The terms and expressions that have been employed are used as terms of description and not of limitation, and there is no intent in the use of such terms and expressions to exclude any equivalent of the features shown and described or portions thereof, but it is recognized that various modifications are possible within the scope of the invention as claimed. Thus, it will be understood that although the present invention has been specifically disclosed by preferred embodiments and optional features, modification and variation of the concepts herein disclosed may be resorted to by those skilled in the art, and that such modifications and variations are considered to be within the scope of this invention as defined by the appended claims and statements of the invention.

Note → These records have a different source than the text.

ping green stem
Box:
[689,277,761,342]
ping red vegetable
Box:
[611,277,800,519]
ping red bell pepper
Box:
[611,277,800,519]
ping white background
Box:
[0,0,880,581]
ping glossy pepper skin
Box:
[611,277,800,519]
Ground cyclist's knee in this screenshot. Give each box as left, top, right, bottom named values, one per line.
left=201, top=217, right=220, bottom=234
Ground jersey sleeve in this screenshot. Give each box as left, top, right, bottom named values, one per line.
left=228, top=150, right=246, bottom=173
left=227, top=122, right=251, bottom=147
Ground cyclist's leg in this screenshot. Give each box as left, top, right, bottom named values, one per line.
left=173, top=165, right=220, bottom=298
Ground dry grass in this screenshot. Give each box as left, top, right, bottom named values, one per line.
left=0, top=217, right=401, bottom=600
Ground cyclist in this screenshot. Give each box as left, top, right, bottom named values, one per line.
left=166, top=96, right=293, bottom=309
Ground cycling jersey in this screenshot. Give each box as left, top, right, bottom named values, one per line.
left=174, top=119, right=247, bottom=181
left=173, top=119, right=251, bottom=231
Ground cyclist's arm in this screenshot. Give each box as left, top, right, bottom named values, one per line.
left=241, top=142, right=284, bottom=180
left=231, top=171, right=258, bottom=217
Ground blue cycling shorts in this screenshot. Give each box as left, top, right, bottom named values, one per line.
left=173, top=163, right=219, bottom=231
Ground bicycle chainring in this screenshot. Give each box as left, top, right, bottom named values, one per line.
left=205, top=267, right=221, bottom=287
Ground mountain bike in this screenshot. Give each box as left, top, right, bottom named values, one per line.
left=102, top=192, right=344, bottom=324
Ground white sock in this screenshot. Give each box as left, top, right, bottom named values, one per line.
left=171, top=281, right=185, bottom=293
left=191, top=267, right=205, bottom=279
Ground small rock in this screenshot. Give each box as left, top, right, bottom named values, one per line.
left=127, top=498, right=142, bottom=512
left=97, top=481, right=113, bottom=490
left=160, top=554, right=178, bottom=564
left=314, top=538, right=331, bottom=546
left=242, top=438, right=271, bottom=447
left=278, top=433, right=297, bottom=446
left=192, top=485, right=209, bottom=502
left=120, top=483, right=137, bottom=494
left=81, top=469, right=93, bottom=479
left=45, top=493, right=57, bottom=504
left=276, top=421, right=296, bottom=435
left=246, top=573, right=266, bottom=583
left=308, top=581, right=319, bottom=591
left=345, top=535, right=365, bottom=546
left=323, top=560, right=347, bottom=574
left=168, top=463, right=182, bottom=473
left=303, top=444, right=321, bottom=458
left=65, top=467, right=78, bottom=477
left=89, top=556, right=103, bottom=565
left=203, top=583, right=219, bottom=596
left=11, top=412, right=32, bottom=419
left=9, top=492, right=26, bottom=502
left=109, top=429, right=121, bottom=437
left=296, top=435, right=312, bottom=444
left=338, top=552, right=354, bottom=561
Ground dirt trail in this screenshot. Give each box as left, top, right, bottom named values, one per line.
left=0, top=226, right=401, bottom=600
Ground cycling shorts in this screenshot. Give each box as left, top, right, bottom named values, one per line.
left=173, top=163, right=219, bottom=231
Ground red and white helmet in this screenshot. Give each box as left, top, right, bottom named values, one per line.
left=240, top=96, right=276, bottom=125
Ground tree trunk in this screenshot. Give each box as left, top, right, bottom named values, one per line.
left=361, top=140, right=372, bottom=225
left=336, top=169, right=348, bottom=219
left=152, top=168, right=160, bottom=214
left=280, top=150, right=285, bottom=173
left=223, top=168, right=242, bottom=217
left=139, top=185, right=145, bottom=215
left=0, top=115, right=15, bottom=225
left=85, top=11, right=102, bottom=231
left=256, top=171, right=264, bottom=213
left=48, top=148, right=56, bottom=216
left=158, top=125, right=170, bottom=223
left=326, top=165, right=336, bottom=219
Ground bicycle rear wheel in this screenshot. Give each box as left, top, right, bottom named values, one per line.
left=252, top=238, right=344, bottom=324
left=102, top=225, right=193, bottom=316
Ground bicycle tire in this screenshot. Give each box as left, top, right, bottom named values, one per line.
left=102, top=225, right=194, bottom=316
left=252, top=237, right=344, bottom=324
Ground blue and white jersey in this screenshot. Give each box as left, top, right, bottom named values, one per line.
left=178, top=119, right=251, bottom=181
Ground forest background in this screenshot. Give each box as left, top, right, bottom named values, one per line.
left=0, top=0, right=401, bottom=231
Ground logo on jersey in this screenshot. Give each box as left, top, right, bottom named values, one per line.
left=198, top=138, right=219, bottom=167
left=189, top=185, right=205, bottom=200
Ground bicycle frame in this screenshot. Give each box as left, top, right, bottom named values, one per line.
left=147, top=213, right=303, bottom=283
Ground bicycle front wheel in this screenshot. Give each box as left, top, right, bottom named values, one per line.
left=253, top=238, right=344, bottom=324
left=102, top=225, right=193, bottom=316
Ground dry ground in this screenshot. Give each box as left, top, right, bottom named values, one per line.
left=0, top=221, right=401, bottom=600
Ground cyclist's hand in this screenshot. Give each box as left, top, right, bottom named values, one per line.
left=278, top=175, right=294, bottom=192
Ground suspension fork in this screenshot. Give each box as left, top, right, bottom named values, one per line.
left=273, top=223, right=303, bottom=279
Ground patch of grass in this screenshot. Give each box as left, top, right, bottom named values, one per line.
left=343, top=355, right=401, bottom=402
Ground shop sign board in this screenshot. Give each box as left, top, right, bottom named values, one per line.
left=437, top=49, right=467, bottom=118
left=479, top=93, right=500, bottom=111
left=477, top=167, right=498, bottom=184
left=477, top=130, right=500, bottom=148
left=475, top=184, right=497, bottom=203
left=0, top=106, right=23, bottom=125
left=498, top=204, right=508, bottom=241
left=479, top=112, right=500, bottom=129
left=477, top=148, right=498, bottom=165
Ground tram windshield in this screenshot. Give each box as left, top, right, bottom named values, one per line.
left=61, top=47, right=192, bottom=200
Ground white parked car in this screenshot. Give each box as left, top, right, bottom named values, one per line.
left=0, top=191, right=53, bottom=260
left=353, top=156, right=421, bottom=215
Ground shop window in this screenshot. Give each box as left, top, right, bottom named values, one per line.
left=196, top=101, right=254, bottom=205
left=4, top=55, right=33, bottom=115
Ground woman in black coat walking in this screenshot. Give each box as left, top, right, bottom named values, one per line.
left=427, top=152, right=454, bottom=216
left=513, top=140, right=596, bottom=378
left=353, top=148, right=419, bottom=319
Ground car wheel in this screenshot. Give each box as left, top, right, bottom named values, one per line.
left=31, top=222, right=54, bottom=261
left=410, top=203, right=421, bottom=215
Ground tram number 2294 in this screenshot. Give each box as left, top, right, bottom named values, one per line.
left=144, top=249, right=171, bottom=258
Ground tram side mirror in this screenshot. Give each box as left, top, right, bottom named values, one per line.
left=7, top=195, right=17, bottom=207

The invention has been described broadly and generically herein. Each of the narrower species and subgeneric groupings falling within the generic disclosure also form part of the invention. This includes the generic description of the invention with a proviso or negative limitation removing any subject matter from the genus, regardless of whether or not the excised material is specifically recited herein. In addition, where features or aspects of the invention are described in terms of Markush groups, those skilled in the art will recognize that the invention is also thereby described in terms of any individual member or subgroup of members of the Markush group.